TurboVNC / turbovnc

Main TurboVNC repository
https://TurboVNC.org
GNU General Public License v2.0
746 stars 136 forks source link

Direct GPU acceleration #373

Closed dcommander closed 10 months ago

dcommander commented 11 months ago

I wanted to create this issue to document my findings vis-a-vis adding GPU acceleration directly to TurboVNC, thus eliminating the need for VirtualGL. https://github.com/kasmtech/KasmVNC/commit/d04982125a04962ca4a6d9829b0cdad5793db324 implements DRI3 in KasmVNC, which ostensibly adds GPU acceleration when using open source GPU drivers. It was straightforward to port that code into TurboVNC (although it was necessary to build with TVNC_SYSTEMX11=1.) As of this writing, there are still some major bugs in the feature (https://github.com/kasmtech/KasmVNC/issues/146), so I am not yet prepared to declare the problem solved, but I have high hopes that Kasm will iron out those issues. If they do, then TurboVNC will be able to provide GPU acceleration, without VirtualGL, when using open source GPU drivers. However, I don't think it will ever be possible to do likewise with nVidia's proprietary drivers, at least not as long as they retain their current architecture.

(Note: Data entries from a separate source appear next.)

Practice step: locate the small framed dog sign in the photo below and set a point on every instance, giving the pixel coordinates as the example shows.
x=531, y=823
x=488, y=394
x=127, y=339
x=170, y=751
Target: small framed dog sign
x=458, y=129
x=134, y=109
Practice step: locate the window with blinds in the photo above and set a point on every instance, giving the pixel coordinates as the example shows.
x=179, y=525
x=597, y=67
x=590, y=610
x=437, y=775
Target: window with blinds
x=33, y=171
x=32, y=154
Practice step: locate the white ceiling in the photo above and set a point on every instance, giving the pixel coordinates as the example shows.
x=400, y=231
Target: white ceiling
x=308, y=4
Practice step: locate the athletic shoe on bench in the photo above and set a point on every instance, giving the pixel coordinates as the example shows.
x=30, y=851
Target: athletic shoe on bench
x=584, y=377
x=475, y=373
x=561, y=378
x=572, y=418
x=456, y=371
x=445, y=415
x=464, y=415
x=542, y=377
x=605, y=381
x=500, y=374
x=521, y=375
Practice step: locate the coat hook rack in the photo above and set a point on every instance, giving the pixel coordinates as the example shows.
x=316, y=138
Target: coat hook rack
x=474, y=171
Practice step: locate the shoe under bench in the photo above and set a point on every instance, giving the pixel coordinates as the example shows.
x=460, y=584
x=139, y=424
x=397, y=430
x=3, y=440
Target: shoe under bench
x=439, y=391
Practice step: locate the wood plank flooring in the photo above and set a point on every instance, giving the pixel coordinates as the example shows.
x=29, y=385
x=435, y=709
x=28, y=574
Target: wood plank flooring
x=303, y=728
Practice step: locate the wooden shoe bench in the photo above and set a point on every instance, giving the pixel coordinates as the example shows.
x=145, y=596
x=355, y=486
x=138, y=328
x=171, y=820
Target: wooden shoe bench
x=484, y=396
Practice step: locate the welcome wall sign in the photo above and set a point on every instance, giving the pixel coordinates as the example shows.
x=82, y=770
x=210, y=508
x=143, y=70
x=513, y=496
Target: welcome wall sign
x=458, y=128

To the best of my understanding (please correct any mistaken assertions I make below):

I certainly don't claim that my knowledge is ever complete or final, but to the best of my current understanding, implementing direct GPU acceleration in Xvnc when using nVidia's proprietary drivers will not be possible. VirtualGL will still be necessary with those drivers. I am certainly open to being proven wrong.

dcommander commented 10 months ago

Kasm worked around the issue in their DRI3 implementation, but the workaround is problematic. The basic problem is that their DRI3 implementation creates pixmaps in system memory and maintains a GBM buffer object (in GPU memory) for each, so it has to synchronize the pixels between system memory and GPU memory whenever either the buffer object or the pixmap changes. (NOTE: VirtualGL's implementation of GLX_EXT_texture_from_pixmap has to do that as well, albeit on a more coarse-grained level.) It is straightforward to figure out when a buffer object should be synchronized to its corresponding DRI3-managed pixmap, because Xvnc hooks into the X11 operations that read from the pixmap (always the Composite() or CopyArea() screen methods, in my testing.) However, it is not straightforward to figure out when a DRI3-managed pixmap should be synchronized to its corresponding buffer object, because the buffer object seems to be read outside of X11. That is consistent with my own experience of how direct rendering works. It bypasses X11, which is one reason why screen scrapers don't work with GPU-accelerated 3D applications unless you scrape the screen on a timer. That is basically what Kasm's DRI3 implementation does. It maintains a list of active buffer objects and synchronizes all of them with their corresponding DRI3-managed pixmaps 60 times/second, regardless of whether the pixmaps have actually changed. As you can imagine, this creates a significant amount of performance overhead, and I am skeptical of whether it is free from compatibility issues. Irrespective of the aforementioned timer, DRI3 is capped to the screen refresh rate, which is 60 Hz in Xvnc. Thus, in my testing with the AMDGPU driver, the DRI3 implementation feels like VirtualGL if you set VGL_FPS=60 and VGL_SPOIL=0 (no frame spoiling and frame-rate-limited to 60 Hz), only less smooth. There is a noticeable lag between mouse interaction and rendering, even on a gigabit network (which is why frame spoiling exists in VGL.)

I spent 20-30 uncompensated hours trying to improve the implementation but was unable to. To the best of my understanding, it would be necessary to store pixmaps in GPU memory in order to implement DRI3 cleanly. That would require storing the whole framebuffer in GPU memory, and virtual X servers such as Xvnc cannot do that. Thus, at the moment, I do not think that this solution is appropriate for TurboVNC, since it has significant performance drawbacks relative to VirtualGL. I think that the limited resources of The VirtualGL Project are better spent improving the compatibility of VirtualGL's EGL back end or looking into a TurboVNC Wayland compositor, which could cleanly use GPU memory and potentially pass through GPU acceleration to Xwayland without the need to deal with any of this mess at the X11 level.

dcommander commented 4 months ago

I changed my mind and implemented this, since it provides a solution for using Vulkan with the AMDGPU drivers. (Whereas nVidia's Vulkan implementation does something VirtualGL-like when running in TurboVNC, AMD's implementation doesn't work without the DRI3 extension.) Our implementation of DRI3 is based on KasmVNC's implementation, with only minor changes (mostly cosmetic, but I also used an Xorg linked list instead of a fixed array to track the DRI3 pixmaps.)